Travian Jamal Robertson (born December 9, 1988) is an American football coach and former defensive end who currently serves as the defensive line coach for University of South Carolina. He was selected in the seventh round, 249th overall, by the Atlanta Falcons in the 2012 NFL draft. He played college football at South Carolina.

== Early life ==
A native of Laurinburg, North Carolina, Robertson attended Scotland High School, where he was teammates with Terrell Manning. After missing much of his junior season due to a torn ACL, Robertson recorded 74 tackles with 7.5 sacks, two fumble recoveries and four forced fumbles as senior, earning him all-conference, all-region and team Defensive MVP honors. Scotland High reached the playoffs for three straight seasons.

Regarded as a four-star recruit by Rivals.com, Robertson was ranked as the No. 8 strongside defensive end prospect in his class. He chose South Carolina over offers from North Carolina, Clemson, North Carolina State, and Virginia Tech.

== College career ==
As a true freshman in 2007, Robertson played in all 12 games. He was the only true freshman in the starting lineup for the season-opener against Louisiana–Lafayette. For the season, Robertson was credited with seven tackles, including four solo stops, a pass break up and a quarterback hurry.

In his sophomore season, Robertson played in all 13 games and collected 17 tackles, including a pair of tackles for loss. He had a career-high six tackles, including a tackle for loss against Clemson. Four weeks into his junior season, Robertson suffered a season-ending right knee injury against Ole Miss. He received a medical redshirt season to regain the year of eligibility.

Returning from injury in 2010, Robertson started all 14 games and had 42 tackles, including 10.0 for loss and 4.0 sacks. He had five stops in the 2010 Chick-fil-A Bowl against Florida State.
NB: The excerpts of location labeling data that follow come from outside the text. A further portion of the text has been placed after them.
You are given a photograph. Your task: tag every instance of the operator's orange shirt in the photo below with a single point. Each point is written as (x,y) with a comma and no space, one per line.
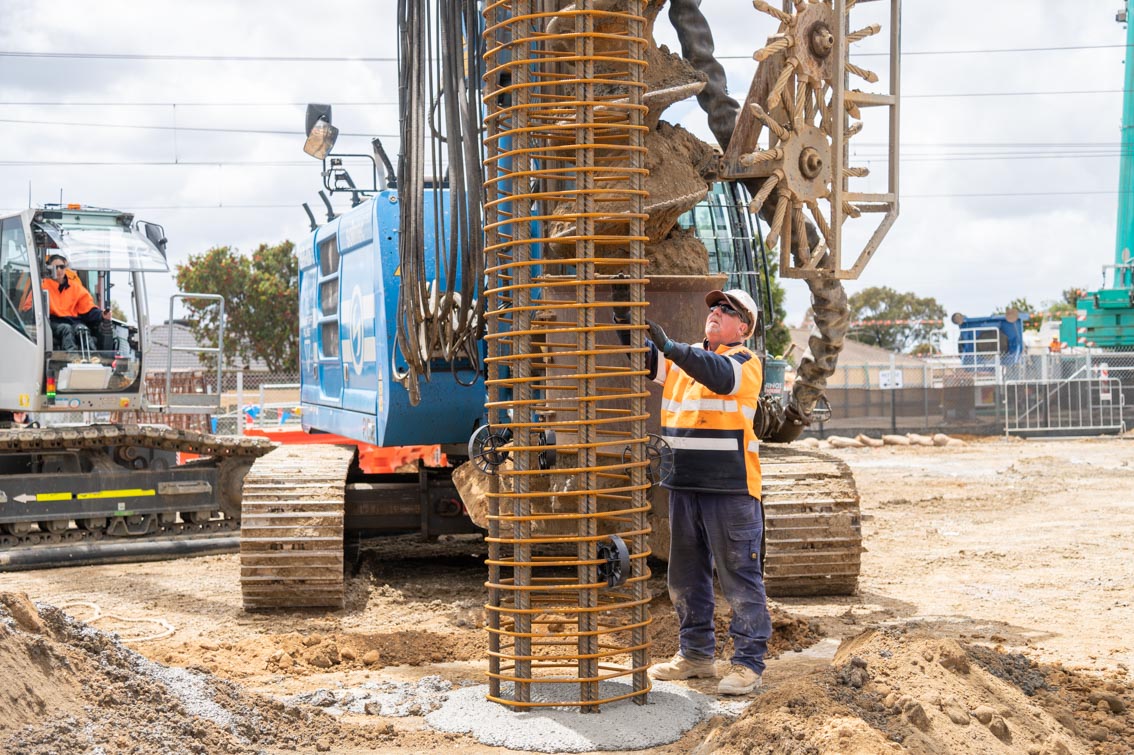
(73,300)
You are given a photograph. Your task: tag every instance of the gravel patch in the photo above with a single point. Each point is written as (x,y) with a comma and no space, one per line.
(670,712)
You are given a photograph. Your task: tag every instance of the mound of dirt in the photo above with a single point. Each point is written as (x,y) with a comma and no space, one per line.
(903,689)
(69,688)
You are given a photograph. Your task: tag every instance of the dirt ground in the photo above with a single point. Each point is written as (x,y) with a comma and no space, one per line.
(993,616)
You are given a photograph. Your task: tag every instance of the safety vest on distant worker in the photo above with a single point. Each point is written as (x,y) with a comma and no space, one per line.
(70,302)
(714,446)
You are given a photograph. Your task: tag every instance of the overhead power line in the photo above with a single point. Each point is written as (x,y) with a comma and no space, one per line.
(390,103)
(140,56)
(212,129)
(117,103)
(307,59)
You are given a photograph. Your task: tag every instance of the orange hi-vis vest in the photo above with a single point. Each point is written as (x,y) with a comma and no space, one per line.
(73,300)
(714,446)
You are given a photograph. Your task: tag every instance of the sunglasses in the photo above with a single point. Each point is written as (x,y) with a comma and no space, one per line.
(727,310)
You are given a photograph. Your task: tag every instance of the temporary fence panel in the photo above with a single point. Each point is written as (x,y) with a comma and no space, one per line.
(1085,406)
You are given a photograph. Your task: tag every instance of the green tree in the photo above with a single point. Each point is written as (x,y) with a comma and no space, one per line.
(261,302)
(778,338)
(893,320)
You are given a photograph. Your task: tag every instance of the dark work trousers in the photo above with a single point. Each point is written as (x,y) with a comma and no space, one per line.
(725,531)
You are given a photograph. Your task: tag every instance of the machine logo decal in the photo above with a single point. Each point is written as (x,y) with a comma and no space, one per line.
(357,345)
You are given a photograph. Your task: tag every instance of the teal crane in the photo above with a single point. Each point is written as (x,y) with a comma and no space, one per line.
(1105,317)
Robertson finished his career as a fifth-year senior, with 45 tackles, 24 of those for a loss, and 8 sacks in 2011.

== Professional career ==

Pre-draft measurables
| Height | Weight | Arm length | Hand span | 40-yard dash | Vertical jump | Broad jump | Bench press |
| 6 ft 4 in (1.93 m) | 302 lb (137 kg) | 321⁄4 | 101⁄8 | 5.32 s | 26 in (0.66 m) | 8 ft 6 in (2.59 m) | 30 reps |
All value from NFL Combine.

===Atlanta Falcons===
While projected to be a fifth-round selection by Sports Illustrated, as well as being ranked as the fifteenth best defensive tackle available in the 2012 NFL draft, Robertson was selected in the seventh round, 249th overall, by the Atlanta Falcons. He was the last of six South Carolina Gamecocks selected in this draft class, after Stephon Gilmore, Melvin Ingram, Alshon Jeffery, Rokevious Watkins, and Antonio Allen.

The Falcons signed Robertson to their practice squad on August 31, 2014.

===Seattle Seahawks===
The Seattle Seahawks signed Robertson off the Falcons' practice squad on November 18, 2014. On December 26, the Seahawks waived him.

===Washington Redskins===
Robertson was claimed off waivers on December 27, 2014.

On September 5, 2015, Robertson was waived for final roster cuts before the start of the regular season.